In many fields of science and engineering, probabilistic latent variable models are a powerful and widely-used tool for drawing inferences from complex data. They provide a flexible framework by modeling the complexity in observed data as arising from interactions between simpler random and unobserved quantities. Latent variable models used in modern applications are often high-dimensional, and this leads to both statistical and computational challenges for inference: Surprising phenomena emerge in which structure in one latent variable can create spurious and problematic artifacts in classical inference procedures for another. These classical procedures also commonly lead to non-convex optimization problems over a large number of parameters, which are difficult to computationally solve.

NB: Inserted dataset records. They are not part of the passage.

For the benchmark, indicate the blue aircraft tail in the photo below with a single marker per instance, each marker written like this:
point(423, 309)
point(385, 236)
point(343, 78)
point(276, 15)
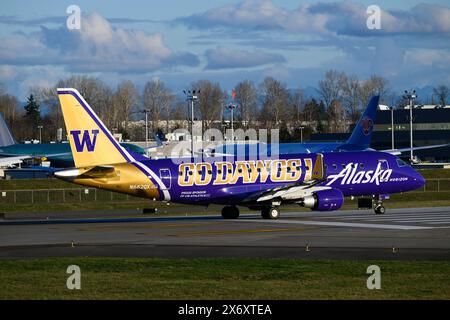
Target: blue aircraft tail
point(362, 133)
point(6, 138)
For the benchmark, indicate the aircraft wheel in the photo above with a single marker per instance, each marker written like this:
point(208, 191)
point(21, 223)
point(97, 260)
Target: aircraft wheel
point(230, 212)
point(270, 213)
point(380, 209)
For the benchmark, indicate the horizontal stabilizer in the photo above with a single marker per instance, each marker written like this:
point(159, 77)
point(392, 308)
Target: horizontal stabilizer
point(94, 172)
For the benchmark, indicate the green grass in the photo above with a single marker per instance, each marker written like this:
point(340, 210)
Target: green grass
point(114, 278)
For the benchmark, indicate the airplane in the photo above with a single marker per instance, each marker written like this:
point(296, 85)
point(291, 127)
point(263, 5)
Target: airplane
point(59, 154)
point(318, 181)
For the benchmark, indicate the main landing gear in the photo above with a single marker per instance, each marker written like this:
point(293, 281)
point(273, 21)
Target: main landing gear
point(230, 212)
point(271, 213)
point(379, 209)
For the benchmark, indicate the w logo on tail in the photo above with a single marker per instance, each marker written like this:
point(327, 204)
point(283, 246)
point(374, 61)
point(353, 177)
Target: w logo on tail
point(85, 140)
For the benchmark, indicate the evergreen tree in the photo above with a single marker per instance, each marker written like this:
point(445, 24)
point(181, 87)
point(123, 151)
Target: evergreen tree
point(32, 111)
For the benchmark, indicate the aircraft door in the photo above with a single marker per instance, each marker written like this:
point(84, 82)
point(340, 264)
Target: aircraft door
point(166, 177)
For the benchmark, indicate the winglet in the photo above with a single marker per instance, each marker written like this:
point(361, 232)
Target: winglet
point(318, 169)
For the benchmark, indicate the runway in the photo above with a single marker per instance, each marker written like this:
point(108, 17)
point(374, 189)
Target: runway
point(413, 234)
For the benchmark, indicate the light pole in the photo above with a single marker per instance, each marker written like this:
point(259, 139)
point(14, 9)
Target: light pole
point(40, 133)
point(146, 126)
point(232, 106)
point(191, 97)
point(411, 96)
point(301, 134)
point(392, 128)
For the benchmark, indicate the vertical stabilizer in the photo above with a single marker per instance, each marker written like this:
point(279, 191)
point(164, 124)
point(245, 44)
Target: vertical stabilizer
point(90, 141)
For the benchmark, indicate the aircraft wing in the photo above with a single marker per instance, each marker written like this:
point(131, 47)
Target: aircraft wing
point(9, 161)
point(400, 151)
point(294, 192)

This research will study a flexible framework by modeling the complexity in observed data as arising from interactions between simpler random and unobserved quantities. The aim is in answering the following questions: How and why can one source of latent variation lead to artifacts in classical statistical estimates for another? What are the geometric properties of objective function landscapes in these models that render them difficult to optimize? And, can we design improved inferential procedures that correct for these artifacts and are easier to compute? The research will apply techniques from random matrix theory, free probability theory, and statistical physics to obtain a better understanding of these questions in high-dimensional settings.
This award reflects NSF's statutory mission and has been deemed worthy of support through evaluation using the Foundation's intellectual merit and broader impacts review criteria.